Yes. I double checked with both contacts and screenshotted the conversation and both confirmed the attachments were not from them.
I think the question is related more to whether or not they actually sent the message vs the message with an attachment. If they actually sent you the message and in a previous comment you confirmed that it was part of a group conversation. This adds up to being innocent. Allow me to explain.

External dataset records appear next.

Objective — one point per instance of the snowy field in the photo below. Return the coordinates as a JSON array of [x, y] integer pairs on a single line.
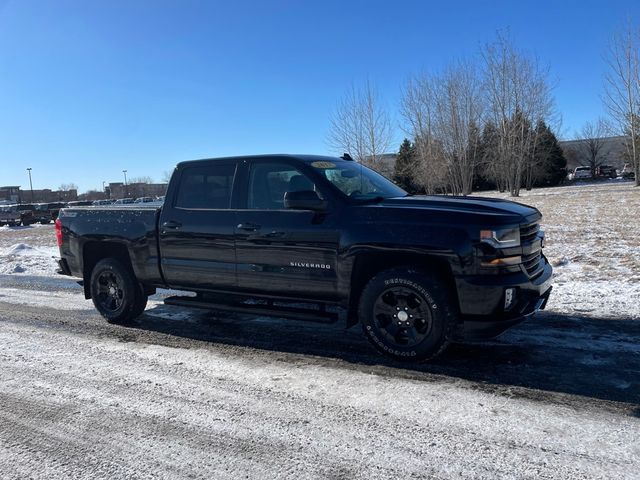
[[593, 242], [193, 394]]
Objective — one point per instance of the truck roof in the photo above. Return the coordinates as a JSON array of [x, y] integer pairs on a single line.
[[274, 156]]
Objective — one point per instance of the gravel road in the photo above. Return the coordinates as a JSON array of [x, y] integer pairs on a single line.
[[192, 394], [188, 394]]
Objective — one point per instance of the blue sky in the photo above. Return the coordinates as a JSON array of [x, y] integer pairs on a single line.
[[89, 88]]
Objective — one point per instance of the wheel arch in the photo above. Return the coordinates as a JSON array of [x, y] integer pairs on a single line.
[[93, 252], [367, 265]]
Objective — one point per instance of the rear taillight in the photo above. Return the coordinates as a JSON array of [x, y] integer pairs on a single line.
[[59, 231]]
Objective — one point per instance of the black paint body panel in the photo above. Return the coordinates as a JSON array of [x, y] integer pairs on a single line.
[[309, 255]]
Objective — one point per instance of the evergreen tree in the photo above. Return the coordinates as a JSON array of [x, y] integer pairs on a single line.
[[406, 168]]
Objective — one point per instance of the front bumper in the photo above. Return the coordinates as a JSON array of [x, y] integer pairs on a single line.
[[482, 300], [64, 268]]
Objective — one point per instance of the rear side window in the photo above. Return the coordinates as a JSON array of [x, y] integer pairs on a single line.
[[268, 182], [207, 187]]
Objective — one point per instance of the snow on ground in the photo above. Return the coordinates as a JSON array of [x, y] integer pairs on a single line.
[[25, 258], [593, 242]]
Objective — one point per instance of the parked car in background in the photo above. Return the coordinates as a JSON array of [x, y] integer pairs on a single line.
[[80, 203], [581, 173], [9, 215], [27, 213], [606, 171], [628, 172], [42, 213]]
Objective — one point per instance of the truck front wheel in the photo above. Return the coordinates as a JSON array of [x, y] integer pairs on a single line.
[[115, 292], [407, 314]]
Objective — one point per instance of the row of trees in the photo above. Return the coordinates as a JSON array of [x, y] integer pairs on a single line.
[[479, 119], [622, 90], [484, 122]]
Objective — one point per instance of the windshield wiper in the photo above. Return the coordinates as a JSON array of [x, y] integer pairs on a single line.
[[376, 199]]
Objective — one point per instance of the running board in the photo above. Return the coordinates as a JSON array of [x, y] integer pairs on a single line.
[[269, 310]]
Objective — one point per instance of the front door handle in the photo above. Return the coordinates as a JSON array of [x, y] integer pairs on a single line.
[[172, 225], [249, 227]]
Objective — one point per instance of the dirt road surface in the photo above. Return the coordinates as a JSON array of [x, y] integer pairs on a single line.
[[194, 394]]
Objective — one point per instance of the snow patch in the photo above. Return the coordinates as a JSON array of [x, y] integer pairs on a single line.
[[27, 259]]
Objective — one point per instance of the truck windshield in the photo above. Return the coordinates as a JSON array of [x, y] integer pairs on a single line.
[[357, 181]]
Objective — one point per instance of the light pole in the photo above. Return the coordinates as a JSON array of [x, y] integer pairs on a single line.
[[30, 184]]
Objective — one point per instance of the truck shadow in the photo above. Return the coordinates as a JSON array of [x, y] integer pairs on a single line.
[[564, 354]]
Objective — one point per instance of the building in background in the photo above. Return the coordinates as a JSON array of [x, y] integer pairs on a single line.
[[135, 190], [13, 194]]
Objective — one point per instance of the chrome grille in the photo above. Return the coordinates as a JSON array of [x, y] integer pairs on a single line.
[[530, 261]]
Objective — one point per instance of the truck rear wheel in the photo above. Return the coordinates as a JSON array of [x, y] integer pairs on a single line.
[[407, 314], [115, 292]]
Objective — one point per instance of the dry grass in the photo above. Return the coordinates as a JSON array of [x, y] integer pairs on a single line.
[[593, 241]]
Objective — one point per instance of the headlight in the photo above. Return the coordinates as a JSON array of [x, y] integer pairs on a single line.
[[503, 238]]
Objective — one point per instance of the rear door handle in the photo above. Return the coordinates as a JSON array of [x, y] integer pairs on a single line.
[[249, 227], [171, 224]]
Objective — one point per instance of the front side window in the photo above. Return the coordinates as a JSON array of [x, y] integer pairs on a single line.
[[268, 182], [357, 181], [206, 187]]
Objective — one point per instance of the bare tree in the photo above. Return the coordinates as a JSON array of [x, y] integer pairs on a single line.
[[144, 179], [592, 141], [360, 126], [518, 97], [443, 113], [622, 89], [166, 176]]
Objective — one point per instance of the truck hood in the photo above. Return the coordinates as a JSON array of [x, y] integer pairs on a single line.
[[469, 205]]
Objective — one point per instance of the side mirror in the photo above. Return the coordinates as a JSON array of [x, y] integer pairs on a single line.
[[304, 200]]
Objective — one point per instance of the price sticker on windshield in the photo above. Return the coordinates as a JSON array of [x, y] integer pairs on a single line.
[[323, 165]]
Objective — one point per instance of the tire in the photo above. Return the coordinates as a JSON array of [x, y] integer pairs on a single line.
[[407, 314], [115, 292]]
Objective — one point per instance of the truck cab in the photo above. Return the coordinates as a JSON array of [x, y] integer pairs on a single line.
[[416, 272]]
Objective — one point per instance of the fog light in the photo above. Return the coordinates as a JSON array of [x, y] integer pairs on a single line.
[[509, 297]]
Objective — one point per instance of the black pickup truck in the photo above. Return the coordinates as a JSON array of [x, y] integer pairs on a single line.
[[315, 238]]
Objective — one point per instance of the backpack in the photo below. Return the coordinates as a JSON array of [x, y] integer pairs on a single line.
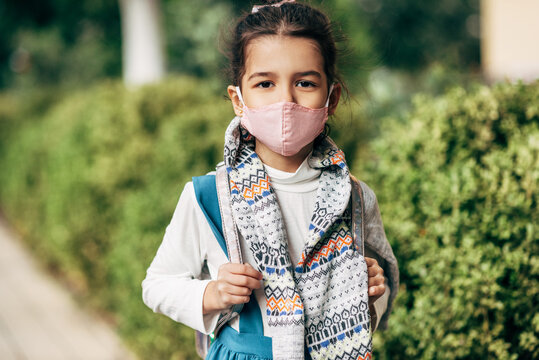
[[213, 196]]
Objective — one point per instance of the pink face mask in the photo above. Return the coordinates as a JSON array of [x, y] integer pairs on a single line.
[[284, 127]]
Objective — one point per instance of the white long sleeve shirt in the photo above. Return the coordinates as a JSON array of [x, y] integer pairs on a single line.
[[174, 284]]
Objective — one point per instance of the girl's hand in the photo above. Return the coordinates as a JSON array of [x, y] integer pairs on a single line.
[[234, 285], [377, 285]]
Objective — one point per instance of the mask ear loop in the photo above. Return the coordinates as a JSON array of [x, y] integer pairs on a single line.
[[238, 92], [329, 94]]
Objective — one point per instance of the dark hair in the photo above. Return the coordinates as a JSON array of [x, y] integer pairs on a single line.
[[289, 19]]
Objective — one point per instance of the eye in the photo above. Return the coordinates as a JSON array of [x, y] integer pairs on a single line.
[[305, 83], [264, 84]]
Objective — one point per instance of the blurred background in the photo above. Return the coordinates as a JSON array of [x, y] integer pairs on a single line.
[[108, 107]]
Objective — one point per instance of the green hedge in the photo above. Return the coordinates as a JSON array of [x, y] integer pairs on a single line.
[[457, 183], [92, 181]]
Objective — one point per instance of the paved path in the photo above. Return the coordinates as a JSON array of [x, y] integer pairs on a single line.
[[39, 320]]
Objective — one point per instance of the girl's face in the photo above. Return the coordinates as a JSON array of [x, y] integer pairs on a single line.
[[284, 68]]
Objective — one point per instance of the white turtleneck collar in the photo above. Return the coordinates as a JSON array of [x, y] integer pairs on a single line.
[[305, 179]]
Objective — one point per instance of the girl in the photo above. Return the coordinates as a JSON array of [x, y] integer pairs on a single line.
[[307, 288]]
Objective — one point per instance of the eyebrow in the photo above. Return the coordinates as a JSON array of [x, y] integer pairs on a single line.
[[303, 73]]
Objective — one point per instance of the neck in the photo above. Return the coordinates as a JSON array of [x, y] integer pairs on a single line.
[[281, 162]]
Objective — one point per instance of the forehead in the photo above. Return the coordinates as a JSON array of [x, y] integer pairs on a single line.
[[281, 54]]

There are two ways to send group messages. They can be sent as individual messages and would send as SMS. SMS is a format we're all familiar with 140 characters no emojis, no pics or attachments. The second way is as MMS. MMS messages can include emojis and other types of attachments, pics, short vids, links so on and so on. Also with MMS group messages, typically, everyone who replies responds to everyone in the group message, so if Bill sends a message to Jane and Rob and Rob responds Jane and Bill both will see the reply. MMS is sent as a data packet and depending on a few factors, the recipient's carrier signal strength in a location, the network connection at the time of receipt and some times the size of the packet the data packet may or may not fully download. When the packet doesn't download or fully download a link is often sent so that the recipient can recover the message when conditions improve. When the person is back on their home network, in a better coverage area or when they have a stronger signal. The link is merely a placeholder if you will and a way to recover the message if not fully received. A lot of times if this is a one on one conversation you'll see this if a pic was included, where the text may be sent but the attachment is held until released by the link. Since group messages can be sent as MMS this can happen to them as well. So the real question is where were you when you received the these messages? Did you have a good signal, where you roaming on another network or where you moving where you may have been handed off from one tower to another? Anything like that, because it doesn't sound like you were sent anything nefarious but rather a link so that you could recover the MMS message if not fully received.

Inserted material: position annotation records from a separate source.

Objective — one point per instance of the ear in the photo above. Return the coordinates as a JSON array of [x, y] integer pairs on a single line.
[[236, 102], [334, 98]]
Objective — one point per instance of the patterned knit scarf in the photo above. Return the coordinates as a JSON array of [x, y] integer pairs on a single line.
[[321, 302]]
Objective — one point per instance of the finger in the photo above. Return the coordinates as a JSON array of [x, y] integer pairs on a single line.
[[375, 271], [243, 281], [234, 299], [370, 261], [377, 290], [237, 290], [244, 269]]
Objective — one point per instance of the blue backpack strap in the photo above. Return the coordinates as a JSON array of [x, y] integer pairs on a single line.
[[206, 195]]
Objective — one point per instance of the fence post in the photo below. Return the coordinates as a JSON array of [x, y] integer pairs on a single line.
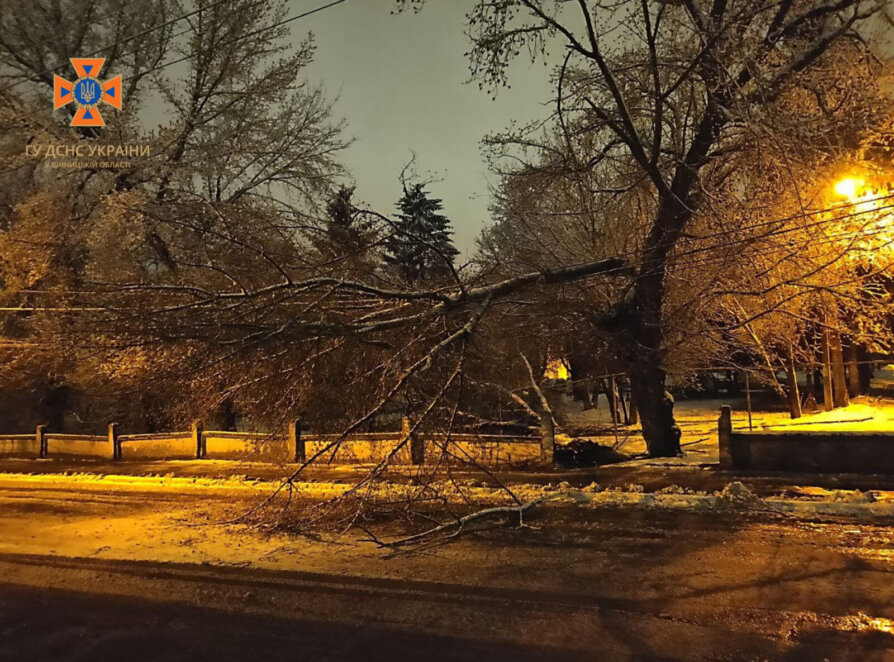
[[417, 446], [114, 441], [725, 437], [41, 438], [296, 442], [198, 438]]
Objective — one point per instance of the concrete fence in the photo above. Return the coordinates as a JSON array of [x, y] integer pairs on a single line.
[[811, 451], [197, 443]]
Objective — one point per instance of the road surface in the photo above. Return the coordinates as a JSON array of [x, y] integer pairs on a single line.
[[88, 573]]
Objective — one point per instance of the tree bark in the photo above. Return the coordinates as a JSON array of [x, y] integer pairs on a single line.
[[839, 382], [827, 373], [794, 396], [854, 388], [656, 409]]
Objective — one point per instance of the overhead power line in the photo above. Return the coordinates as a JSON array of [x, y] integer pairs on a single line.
[[126, 40], [172, 21], [254, 33]]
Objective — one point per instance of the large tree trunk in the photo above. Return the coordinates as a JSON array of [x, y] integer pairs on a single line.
[[854, 388], [827, 372], [839, 382], [644, 320], [794, 397], [656, 409]]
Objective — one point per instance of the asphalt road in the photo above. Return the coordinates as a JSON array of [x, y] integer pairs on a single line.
[[90, 575]]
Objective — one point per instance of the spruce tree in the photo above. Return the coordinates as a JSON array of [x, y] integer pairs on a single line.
[[421, 245]]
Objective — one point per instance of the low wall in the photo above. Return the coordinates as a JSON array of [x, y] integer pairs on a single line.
[[78, 445], [806, 451], [158, 446], [19, 445]]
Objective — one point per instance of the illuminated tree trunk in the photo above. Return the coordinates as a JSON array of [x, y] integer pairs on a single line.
[[839, 382], [794, 396], [827, 372], [854, 387]]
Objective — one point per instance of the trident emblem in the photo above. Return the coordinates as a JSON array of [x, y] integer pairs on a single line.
[[87, 92]]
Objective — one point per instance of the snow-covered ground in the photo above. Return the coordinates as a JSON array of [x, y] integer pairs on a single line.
[[698, 422]]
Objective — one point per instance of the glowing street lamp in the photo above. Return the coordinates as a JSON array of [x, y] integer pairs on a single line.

B. Diddy is correct, if it were something attempting to install something on your device you would have to agree to the installation, you would likely have to have Unknown Sources enabled because it wouldn't be from the Play Store and there would likely be other indications of an install, like a progress bar in your notifications. Email attachments from a PC is where we get this idea of things installing on their own because unlike an Android device a PC requires almost no permissions to install something and even bits of code in an attachment that is opened can have bugs that install. Links in messaging apps will usually try to open your browser and take you to a site that may be fake and try to get you to sign-up for something or sign in to your account for whatever fake it tries to be so that they can phish for your information. If the link didn't take you anywhere online, open anything in your browser and the message was one from a group conversation I'd say there's nothing to fear.